Boondocksaint375 said:


> http://en.wikipedia.org/wiki/Kurdistan_Workers_Party
> 
> Scroll down to the table, kidnapping, assassinations, attacks, etc (even a checmical attack apparently).



Cheers Mate..Is that the same Crowd in Kosovo or Am I mixing two different factions up?


----------



## Ravage (Jul 30, 2007)

> In the second phase (1984-1999), which followed the return of civilian rule in 1983, escalating attacks were made on the government's military and vital institutions all over the country. The objective was to destabilise Turkish authority through a long, low-intensity confrontation. In addition to skirmishing with Turkish military and police forces and local village guards, the PKK has conducted suicide bombing on government and police installations, as well as at local tourist sites. Kidnapping and assassination against government officials and Kurdish tribal leaders who were named as puppets of the state were performed as well. Widespread sabotages were continued from the first stage. PKK performed kidnapping western tourists, primarily in Istanbul but also at different resorts. PKK has also attacked Turkish diplomatic and commercial facilities across Western Europe.
> 
> In the third phase, or "guerrilla stage", conventional fighting was used to seize cities, overthrow the government and take control of the country. PKK seized cities during the highest activity period, and it also had consequences on the functioning of the Turkish parliament through Turkey's own election system, but there was no case during an active conflict that PKK manage to sustain its flag in a region within the borders of Turkey.



From wiki


----------



## Boondocksaint375 (Jul 30, 2007)

Irish_Army01 said:


> Cheers Mate..Is that the same Crowd in Kosovo or Am I mixing two different factions up?


 
Nah that's the UCK.


----------



## Crusader74 (Jul 30, 2007)

Boondocksaint375 said:


> Nah that's the UCK.



Roger that.Thanks Mate


----------



## pardus (Jul 30, 2007)

They went through a phase of kidnapping tourists for a while, treated them really well, became good friends etc... because they didnt want to piss of the west they just wanted publicity, they would let them go after a few months.


----------



## Zapp Brannigan (Jul 30, 2007)

The PKK is a Marxist terrorist organization through and through. Whatever legitimate aspirations Turkish Kurds have, nothing justifies terrorism. especially as practiced by the likes of the PKK.  The PKK is also yet another Syrian proxy in its shadow war against its neighbors (though there would still be a PKK without Syrian support and training camps, it would not be quite the same organization).  

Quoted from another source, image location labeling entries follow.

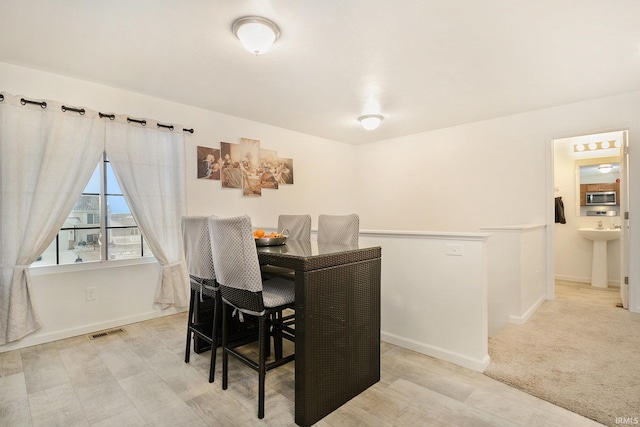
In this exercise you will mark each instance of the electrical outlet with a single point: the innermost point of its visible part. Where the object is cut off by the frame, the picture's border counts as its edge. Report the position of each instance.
(455, 250)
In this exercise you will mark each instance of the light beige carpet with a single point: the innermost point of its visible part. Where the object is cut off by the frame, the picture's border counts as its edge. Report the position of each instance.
(580, 356)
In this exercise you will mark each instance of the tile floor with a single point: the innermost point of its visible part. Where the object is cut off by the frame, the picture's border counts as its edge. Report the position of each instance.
(139, 378)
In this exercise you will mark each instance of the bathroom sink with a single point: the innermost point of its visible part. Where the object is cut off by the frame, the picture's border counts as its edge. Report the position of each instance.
(600, 234)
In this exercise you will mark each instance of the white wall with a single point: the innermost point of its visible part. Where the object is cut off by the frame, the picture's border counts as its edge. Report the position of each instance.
(495, 172)
(324, 183)
(517, 271)
(434, 293)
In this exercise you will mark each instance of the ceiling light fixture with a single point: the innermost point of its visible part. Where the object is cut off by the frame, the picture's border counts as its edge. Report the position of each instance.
(255, 33)
(370, 121)
(605, 168)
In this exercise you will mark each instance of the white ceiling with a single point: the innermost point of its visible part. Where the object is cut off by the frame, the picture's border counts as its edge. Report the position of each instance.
(429, 64)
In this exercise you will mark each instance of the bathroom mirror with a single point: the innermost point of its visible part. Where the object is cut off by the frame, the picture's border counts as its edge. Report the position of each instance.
(600, 174)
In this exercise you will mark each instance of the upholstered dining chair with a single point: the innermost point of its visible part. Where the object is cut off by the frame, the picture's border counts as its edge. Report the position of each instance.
(339, 229)
(202, 278)
(235, 259)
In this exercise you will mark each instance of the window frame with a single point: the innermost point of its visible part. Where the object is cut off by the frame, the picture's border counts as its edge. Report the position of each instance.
(102, 229)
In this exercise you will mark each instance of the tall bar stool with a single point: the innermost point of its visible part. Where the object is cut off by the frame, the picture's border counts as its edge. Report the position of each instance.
(202, 278)
(339, 229)
(238, 272)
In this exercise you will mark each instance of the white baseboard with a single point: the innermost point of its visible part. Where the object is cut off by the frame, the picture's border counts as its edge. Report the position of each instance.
(523, 318)
(614, 283)
(478, 365)
(37, 339)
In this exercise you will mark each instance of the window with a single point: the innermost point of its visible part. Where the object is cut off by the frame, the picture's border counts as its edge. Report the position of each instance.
(85, 237)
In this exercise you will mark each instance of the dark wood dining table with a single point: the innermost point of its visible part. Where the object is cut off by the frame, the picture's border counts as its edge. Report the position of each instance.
(337, 321)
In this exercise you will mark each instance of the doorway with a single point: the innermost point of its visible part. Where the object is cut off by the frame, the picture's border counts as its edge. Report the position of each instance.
(584, 169)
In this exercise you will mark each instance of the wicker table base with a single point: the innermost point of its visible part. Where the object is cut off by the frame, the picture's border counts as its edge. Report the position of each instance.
(337, 325)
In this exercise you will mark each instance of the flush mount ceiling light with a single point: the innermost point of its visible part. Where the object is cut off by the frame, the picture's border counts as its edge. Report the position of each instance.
(605, 168)
(255, 33)
(370, 121)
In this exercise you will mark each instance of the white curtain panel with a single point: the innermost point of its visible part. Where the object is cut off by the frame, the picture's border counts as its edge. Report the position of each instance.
(47, 157)
(150, 168)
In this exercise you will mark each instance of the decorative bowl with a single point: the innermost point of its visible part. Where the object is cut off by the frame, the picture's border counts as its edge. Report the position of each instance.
(273, 241)
(270, 241)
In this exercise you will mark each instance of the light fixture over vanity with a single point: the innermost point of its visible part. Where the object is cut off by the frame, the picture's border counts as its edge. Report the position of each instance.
(605, 168)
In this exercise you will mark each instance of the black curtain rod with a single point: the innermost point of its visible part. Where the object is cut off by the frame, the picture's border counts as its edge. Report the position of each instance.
(42, 104)
(81, 111)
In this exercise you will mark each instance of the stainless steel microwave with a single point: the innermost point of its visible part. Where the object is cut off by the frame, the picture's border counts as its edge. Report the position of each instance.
(601, 198)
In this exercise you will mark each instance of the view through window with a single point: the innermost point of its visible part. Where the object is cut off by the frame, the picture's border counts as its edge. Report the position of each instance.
(99, 228)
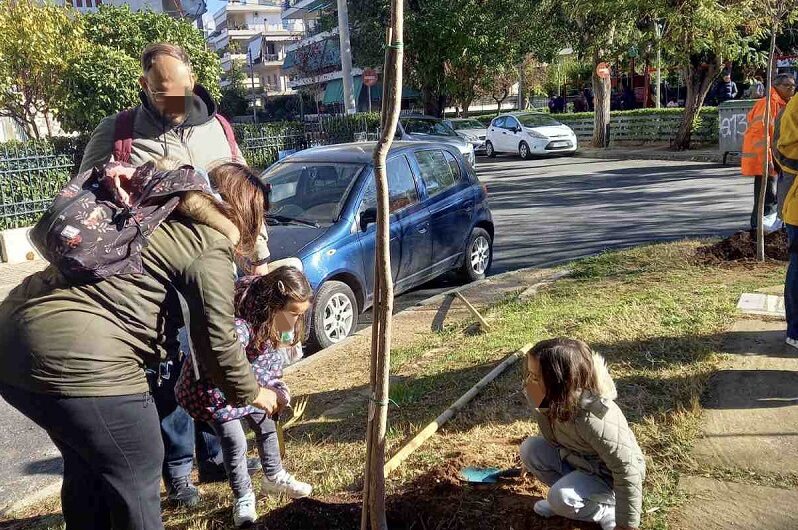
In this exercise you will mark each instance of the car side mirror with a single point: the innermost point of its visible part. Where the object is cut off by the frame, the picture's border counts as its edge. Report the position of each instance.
(368, 217)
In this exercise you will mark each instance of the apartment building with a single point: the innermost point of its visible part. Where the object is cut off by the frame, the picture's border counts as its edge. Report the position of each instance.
(255, 28)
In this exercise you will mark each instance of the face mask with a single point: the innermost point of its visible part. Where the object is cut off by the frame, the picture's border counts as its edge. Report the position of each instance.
(287, 337)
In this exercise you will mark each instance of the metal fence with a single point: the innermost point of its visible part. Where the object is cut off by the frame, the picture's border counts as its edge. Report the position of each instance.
(31, 173)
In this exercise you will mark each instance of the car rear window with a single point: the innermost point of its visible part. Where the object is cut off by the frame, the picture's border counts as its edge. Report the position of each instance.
(438, 171)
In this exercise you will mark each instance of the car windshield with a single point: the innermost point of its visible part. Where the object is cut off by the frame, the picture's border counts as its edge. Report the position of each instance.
(537, 120)
(309, 193)
(466, 124)
(427, 126)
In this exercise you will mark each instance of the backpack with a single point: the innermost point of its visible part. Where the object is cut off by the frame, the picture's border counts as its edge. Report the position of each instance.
(123, 135)
(96, 228)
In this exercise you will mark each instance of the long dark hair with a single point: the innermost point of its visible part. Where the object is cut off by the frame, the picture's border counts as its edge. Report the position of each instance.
(244, 202)
(566, 367)
(258, 298)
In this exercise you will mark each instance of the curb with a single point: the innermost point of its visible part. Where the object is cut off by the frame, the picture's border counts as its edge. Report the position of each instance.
(672, 156)
(33, 498)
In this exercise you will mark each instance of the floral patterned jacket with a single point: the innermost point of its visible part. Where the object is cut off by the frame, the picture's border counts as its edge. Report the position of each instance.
(204, 401)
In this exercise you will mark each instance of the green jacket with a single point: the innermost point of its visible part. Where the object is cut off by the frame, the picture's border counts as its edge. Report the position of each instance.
(95, 339)
(199, 141)
(600, 442)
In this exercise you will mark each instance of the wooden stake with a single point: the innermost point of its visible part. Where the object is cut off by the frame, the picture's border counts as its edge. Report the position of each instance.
(427, 432)
(482, 322)
(373, 513)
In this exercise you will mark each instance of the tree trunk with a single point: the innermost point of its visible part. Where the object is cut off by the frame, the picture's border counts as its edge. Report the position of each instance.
(601, 98)
(699, 80)
(432, 102)
(760, 224)
(373, 513)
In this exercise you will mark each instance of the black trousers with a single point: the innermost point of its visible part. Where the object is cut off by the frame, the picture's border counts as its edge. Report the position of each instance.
(112, 454)
(771, 201)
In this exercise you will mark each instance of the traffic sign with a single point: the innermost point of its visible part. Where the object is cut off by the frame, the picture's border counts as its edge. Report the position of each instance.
(369, 77)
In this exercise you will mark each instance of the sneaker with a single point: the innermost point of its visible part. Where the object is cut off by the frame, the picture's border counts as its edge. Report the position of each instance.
(284, 482)
(543, 509)
(244, 513)
(180, 492)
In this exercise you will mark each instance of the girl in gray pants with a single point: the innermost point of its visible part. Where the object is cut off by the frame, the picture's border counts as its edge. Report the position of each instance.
(586, 454)
(269, 323)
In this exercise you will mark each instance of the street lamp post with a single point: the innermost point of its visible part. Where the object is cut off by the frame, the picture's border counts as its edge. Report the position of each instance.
(252, 84)
(658, 32)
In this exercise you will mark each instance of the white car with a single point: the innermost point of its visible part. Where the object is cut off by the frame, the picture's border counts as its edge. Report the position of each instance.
(471, 130)
(529, 134)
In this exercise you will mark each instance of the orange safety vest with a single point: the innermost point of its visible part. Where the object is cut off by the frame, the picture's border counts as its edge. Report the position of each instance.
(754, 141)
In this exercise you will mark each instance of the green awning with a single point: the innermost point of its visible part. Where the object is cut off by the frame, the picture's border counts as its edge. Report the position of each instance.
(334, 92)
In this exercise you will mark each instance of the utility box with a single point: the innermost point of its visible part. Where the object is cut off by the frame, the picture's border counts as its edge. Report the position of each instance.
(733, 122)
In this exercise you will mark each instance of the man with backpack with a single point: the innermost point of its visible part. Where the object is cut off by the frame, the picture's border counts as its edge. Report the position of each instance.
(176, 120)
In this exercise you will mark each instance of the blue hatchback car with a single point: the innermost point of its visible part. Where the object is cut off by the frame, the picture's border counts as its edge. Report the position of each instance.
(323, 211)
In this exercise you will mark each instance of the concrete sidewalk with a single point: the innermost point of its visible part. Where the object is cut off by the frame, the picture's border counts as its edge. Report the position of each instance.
(749, 436)
(656, 152)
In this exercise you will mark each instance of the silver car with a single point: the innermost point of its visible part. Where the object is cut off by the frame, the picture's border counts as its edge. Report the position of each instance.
(418, 128)
(471, 130)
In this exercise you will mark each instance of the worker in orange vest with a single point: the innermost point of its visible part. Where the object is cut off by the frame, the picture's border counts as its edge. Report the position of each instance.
(754, 143)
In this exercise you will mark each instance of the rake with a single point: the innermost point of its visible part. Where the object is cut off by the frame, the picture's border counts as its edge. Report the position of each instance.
(297, 411)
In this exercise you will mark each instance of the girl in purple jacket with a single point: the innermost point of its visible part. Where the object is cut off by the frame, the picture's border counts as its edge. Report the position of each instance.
(269, 323)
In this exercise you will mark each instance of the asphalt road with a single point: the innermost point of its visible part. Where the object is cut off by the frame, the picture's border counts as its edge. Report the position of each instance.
(553, 210)
(546, 211)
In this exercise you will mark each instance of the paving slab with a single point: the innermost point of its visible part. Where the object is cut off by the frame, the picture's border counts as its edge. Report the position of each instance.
(750, 415)
(761, 304)
(716, 505)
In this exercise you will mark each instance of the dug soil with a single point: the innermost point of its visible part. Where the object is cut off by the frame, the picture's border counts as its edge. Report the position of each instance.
(742, 247)
(435, 500)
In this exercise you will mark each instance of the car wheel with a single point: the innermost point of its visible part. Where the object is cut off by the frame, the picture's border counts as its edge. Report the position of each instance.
(478, 255)
(523, 150)
(335, 314)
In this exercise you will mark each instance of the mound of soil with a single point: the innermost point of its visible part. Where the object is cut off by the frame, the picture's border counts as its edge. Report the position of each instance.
(742, 247)
(435, 500)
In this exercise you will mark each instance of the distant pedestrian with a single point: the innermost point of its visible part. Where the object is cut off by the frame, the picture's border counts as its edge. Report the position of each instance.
(726, 89)
(585, 452)
(752, 161)
(785, 151)
(757, 89)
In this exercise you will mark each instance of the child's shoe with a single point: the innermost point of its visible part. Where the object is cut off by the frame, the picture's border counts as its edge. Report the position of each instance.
(244, 513)
(284, 482)
(543, 509)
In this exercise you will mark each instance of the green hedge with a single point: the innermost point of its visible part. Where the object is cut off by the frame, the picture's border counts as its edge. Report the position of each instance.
(31, 173)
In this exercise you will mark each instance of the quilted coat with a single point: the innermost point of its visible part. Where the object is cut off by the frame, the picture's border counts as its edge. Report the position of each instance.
(599, 441)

After Abdullah Ocalan's capture and after 9-11 briefly made terrorism not as cool in some circles, the PKK changed its name and went on a charm offensive. They abandoned this, though, and went back to the old name and ways.  

Also, I expect the PKK has had more Kurdish victims than others, but this seems to be true of a lot of terrorist organizations claiming to act on behalf of the people who end up being their most common victims.

It is in the U.S. national security interest to aid Turkey in fighting the PKK, not just because of Iraq and not just because of U.S. bases in Turkey, though these are sufficient in themselves.  Indeed, it is in the Iraqi national interest to aid Turkey in fighting the PKK, and not just for fear of invasion. Iraqi Kurds need to prove to Turkey that fulfilling Kurdish aspirations is not a threatening proposition, or Turkish Kurds will never be trusted by Ankara.  And for what it's worth, Iraqi Kurds have cooperated with Turkey against the PKK in the past.


----------